La suppression des bornes d’incendie, empêchant l’accès à l’eau pour les personnes exilées, ainsi que la saisie de son camion et le déchirement des tentes, ont été les éléments déclencheurs de cette grève de la faim.

Bénévole depuis deux ans pour l’association SALAM, c’en est trop pour l’ancien boulanger qui réclame :

  1. Le ravitaillement en eau du camp par la sécurité civile.
  2. Le respect des associations qui travaillent dans le camp.
  3. Le respect de la loi hivernale entrée en vigueur en octobre.

« Le manque d’accès à l’eau tue sur le campement »

Lors de l’entretien, Pierre.L a partagé les difficultés auxquelles sont confrontées les personnes exilées survivant dans un campement à Loon-Plage, notamment le non-accès à l’eau. La situation décrite soulève des préoccupations quant aux droits fondamentaux et à la dignité des personnes.

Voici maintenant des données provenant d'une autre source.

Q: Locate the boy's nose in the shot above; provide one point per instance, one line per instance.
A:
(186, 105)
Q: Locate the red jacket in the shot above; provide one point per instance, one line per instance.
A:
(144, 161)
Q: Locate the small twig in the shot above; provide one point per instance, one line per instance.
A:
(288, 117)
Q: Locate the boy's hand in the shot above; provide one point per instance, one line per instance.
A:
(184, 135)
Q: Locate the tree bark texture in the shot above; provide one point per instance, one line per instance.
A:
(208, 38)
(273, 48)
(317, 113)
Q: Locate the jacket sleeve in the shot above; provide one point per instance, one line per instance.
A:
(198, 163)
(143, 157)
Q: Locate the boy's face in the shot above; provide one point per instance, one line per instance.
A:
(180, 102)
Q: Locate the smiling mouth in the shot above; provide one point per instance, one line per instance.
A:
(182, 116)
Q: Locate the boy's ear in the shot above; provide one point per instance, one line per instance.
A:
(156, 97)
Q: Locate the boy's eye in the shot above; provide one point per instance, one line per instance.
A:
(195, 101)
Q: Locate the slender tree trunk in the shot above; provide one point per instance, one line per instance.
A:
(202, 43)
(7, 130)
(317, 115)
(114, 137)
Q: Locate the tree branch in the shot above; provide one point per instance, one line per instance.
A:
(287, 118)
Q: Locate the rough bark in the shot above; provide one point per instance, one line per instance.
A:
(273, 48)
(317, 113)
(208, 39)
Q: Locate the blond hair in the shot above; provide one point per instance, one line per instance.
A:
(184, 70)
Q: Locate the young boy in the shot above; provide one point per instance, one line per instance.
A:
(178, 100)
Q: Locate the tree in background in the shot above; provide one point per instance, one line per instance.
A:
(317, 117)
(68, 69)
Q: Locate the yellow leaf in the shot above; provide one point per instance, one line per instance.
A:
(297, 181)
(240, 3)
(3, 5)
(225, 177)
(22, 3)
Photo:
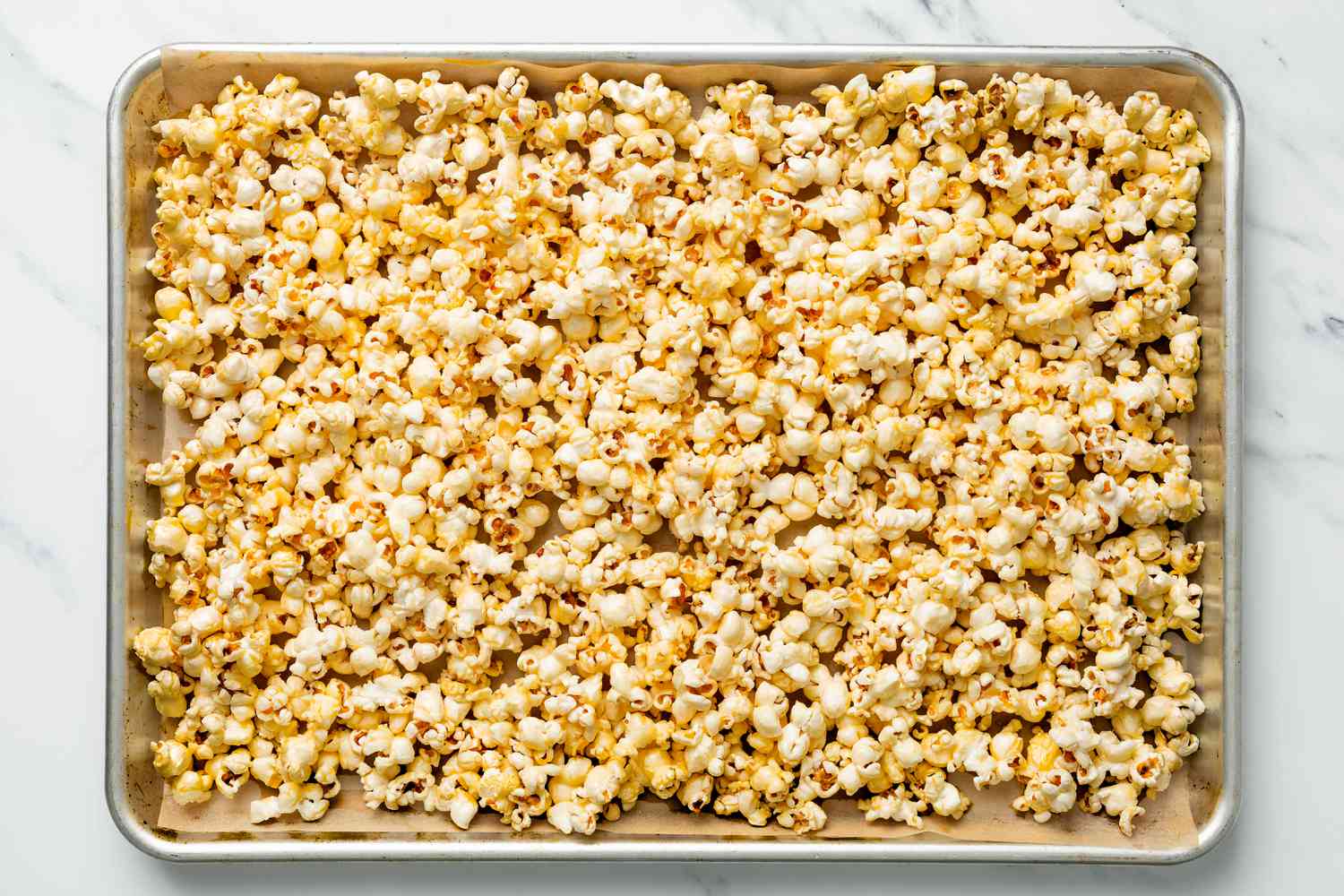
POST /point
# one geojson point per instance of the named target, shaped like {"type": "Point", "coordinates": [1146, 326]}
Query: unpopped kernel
{"type": "Point", "coordinates": [551, 452]}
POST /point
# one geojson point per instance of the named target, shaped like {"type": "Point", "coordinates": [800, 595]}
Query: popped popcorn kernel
{"type": "Point", "coordinates": [556, 450]}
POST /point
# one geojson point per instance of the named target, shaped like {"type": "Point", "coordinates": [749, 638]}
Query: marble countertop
{"type": "Point", "coordinates": [58, 61]}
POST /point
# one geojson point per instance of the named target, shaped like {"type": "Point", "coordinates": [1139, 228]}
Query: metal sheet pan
{"type": "Point", "coordinates": [134, 790]}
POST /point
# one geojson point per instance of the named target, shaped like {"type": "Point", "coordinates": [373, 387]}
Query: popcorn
{"type": "Point", "coordinates": [540, 465]}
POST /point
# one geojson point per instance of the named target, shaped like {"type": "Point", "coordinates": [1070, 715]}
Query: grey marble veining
{"type": "Point", "coordinates": [58, 61]}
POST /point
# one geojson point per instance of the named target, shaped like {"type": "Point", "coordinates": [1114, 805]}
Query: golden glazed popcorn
{"type": "Point", "coordinates": [553, 452]}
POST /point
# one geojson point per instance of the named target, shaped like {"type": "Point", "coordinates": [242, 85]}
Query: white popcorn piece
{"type": "Point", "coordinates": [554, 452]}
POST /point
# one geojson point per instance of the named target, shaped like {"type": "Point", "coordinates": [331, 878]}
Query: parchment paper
{"type": "Point", "coordinates": [191, 77]}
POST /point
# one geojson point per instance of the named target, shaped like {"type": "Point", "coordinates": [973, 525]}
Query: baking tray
{"type": "Point", "coordinates": [136, 421]}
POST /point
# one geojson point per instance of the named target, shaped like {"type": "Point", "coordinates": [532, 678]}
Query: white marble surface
{"type": "Point", "coordinates": [58, 61]}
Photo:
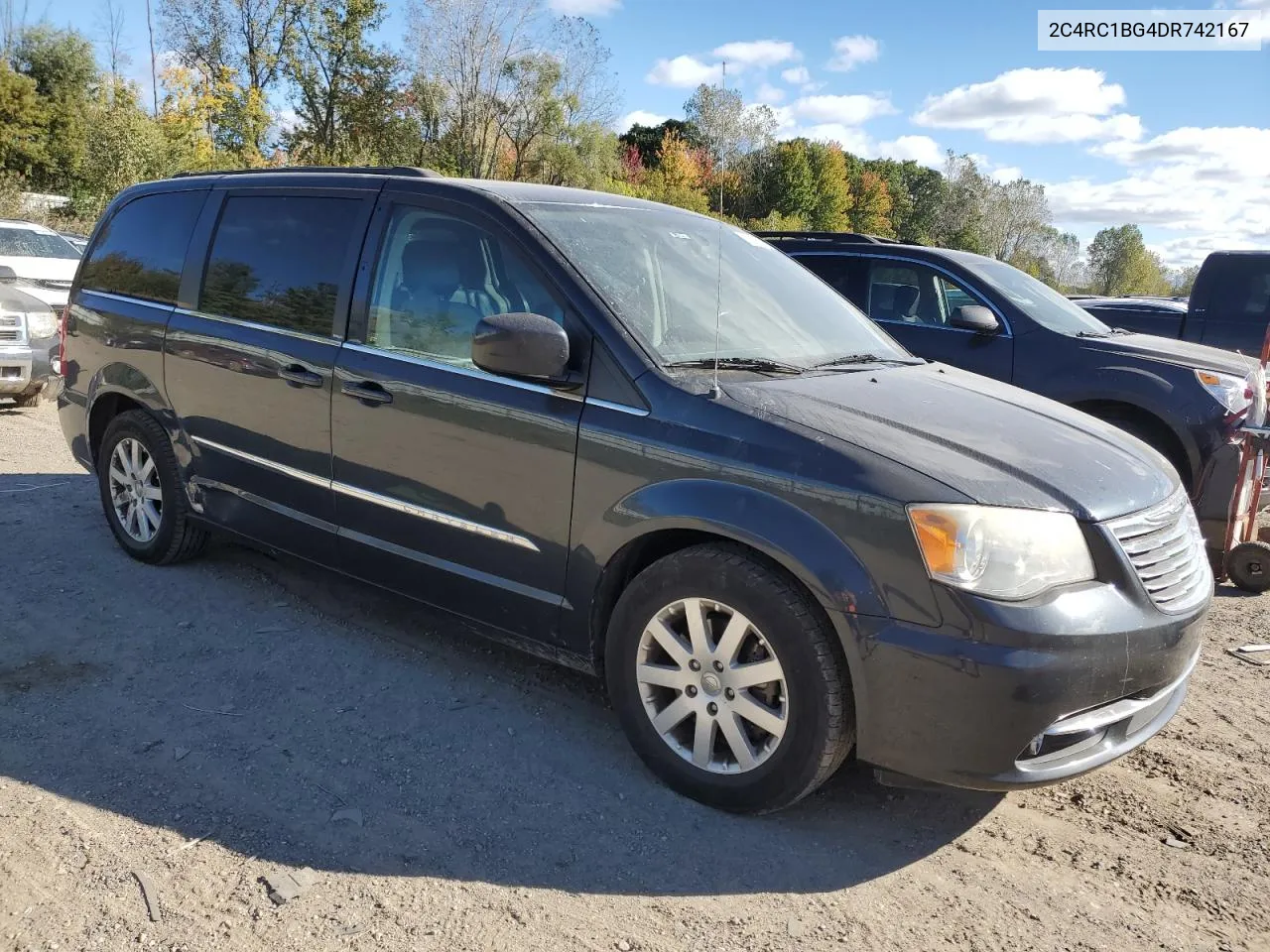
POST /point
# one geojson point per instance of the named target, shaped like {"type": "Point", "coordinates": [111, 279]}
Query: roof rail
{"type": "Point", "coordinates": [404, 171]}
{"type": "Point", "coordinates": [846, 238]}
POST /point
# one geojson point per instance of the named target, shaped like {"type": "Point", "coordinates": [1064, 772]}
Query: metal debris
{"type": "Point", "coordinates": [150, 895]}
{"type": "Point", "coordinates": [287, 885]}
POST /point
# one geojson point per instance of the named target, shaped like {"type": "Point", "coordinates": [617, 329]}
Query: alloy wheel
{"type": "Point", "coordinates": [135, 490]}
{"type": "Point", "coordinates": [711, 685]}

Elle peut également entraîner des conséquences tragiques comme cela a été le cas pour Mohamed A. retrouvé mort noyé, près de Loon-Plage, alors qu’il tentait de se doucher.

Pierre, souligne l’urgence d’agir pour garantir des conditions de vie décentes et sécurisées pour toutes les personnes, indépendamment de leur statut migratoire.

En 2022, l’association Solidarité Internationale a publié un rapport sur l’accès à l’eau, à l’hygiène et à l’assainissement sur le littoral nord de la France.

Dans le Dunkerquois, aucune réponse institutionnelle n’a été apportée cette année-là, et aucune fontaine publique n’a été installée dans la zone où vivent les personnes exilées. Seule des cuves d’eau ont été installées sur le lieu de vie principal par l’association Roots, et des bouteilles et/ou jerrycans d’eau ont été distribués de manière ponctuelle par les associations.

En ce qui concerne l’accès aux douches, le rapport de Solidarité Internationale montre qu’aucun dispositif de douches publiques n’a été proposé dans la commune. Cependant, depuis 2021, la mairie de Grande-Synthe à permis l’accès à un gymnase utilisé par l’association Refugee Women’s Center (RWC) : « L’association organise un après-midi par semaine des créneaux de douches réservés aux femmes et à leurs enfants. Aucune solution institutionnelle n’existe pour les hommes et les MNA. »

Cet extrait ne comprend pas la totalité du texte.